La ministre des Armées a également précisé que ces dossiers contiennent des informations sensibles touchant aux intérêts fondamentaux de l’État dans la conduite de la politique extérieure, à la sûreté de L’État et à la sécurité publique, ainsi que des informations se rapportant à des tiers et susceptibles de compromettre la protection de la vie privée et la sécurité des personnes.
Au terme de la mise en balance des intérêts en présence, la commission estime qu’en dépit de la sensibilité des documents demandés, eu égard, d’une part, à leur intérêt intrinsèque, d’autre part, à la qualité du demandeur et au but poursuivi en termes d’information du public, l’intérêt légitime de Monsieur X est de nature à justifier la consultation anticipée des fonds d’archives demandés.

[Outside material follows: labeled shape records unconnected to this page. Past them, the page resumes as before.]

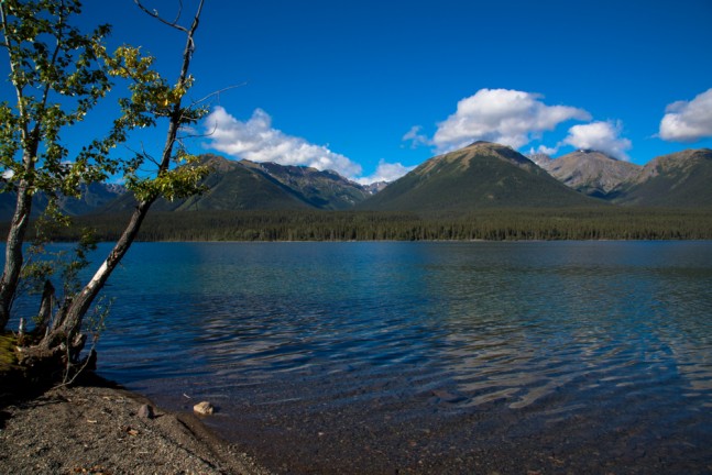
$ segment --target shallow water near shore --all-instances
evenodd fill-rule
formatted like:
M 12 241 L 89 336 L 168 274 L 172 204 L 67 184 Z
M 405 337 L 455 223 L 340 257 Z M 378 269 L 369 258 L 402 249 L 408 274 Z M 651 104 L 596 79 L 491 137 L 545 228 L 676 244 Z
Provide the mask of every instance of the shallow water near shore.
M 278 473 L 712 471 L 712 242 L 139 243 L 110 281 L 100 374 Z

La commission tient, toutefois, à souligner qu’à la différence des archives du président X concernées par la décision d’Assemblée du Conseil d’État, puis par l’arrêté d’ouverture anticipée du 6 avril 2021 précité, qui décrivent la politique étrangère et militaire de la France au Rwanda, les documents d’archives militaires auxquels souhaite accéder Monsieur X ont une portée essentiellement opérationnelle. Ces documents, auxquels la commission de recherche sur les archives françaises relatives au Rwanda et au génocide des Tutsis a eu accès, ne font en outre, pour l’essentiel, pas partie des 2 000 documents d’archives militaires identifiés par cette commission comme particulièrement intéressants et ouverts par anticipation à la consultation après déclassification, en application de l’arrêté d’ouverture anticipée du 6 juillet 2021. Ils n’ont donc, à ce jour, pas été rendus publics.
Elle relève que l’identification des documents devant faire l’objet d’une extraction préalable suppose que l’autorité saisie procède à l’examen de chaque cote, document par document. En l’espèce, compte tenu des moyens dont dispose le service historique de la défense et du délai qui lui est imparti pour satisfaire la demande de Monsieur X, lequel n’est toutefois pas prescrit par la loi à peine de forclusion, la commission estime qu’il serait déraisonnable d’exiger de sa part qu’il adopte cette démarche de sélection pour l’ensemble des cotes demandées, qui comportent pour la plupart d’entre elles, des centaines de documents et contiennent des milliers de pages. Elle en déduit que la demande ne peut être satisfaite qu’en réservant cet examen systématique aux cotes comportant pour l’essentiel des documents non classifiés, librement communicables ou présentant une sensibilité limitée.
La commission déduit de ces éléments que la demande de consultation anticipée ne peut, en l’espèce, recevoir un avis favorable que pour les cotes identifiées au point précédent, sous les réserves précitées.
Elle précise enfin, à toutes fins utiles, qu’alternativement, il est loisible au demandeur, s’il le souhaite, de présenter une nouvelle demande de dérogation à l’administration, en sélectionnant les cotes strictement indispensables à ses travaux de recherches.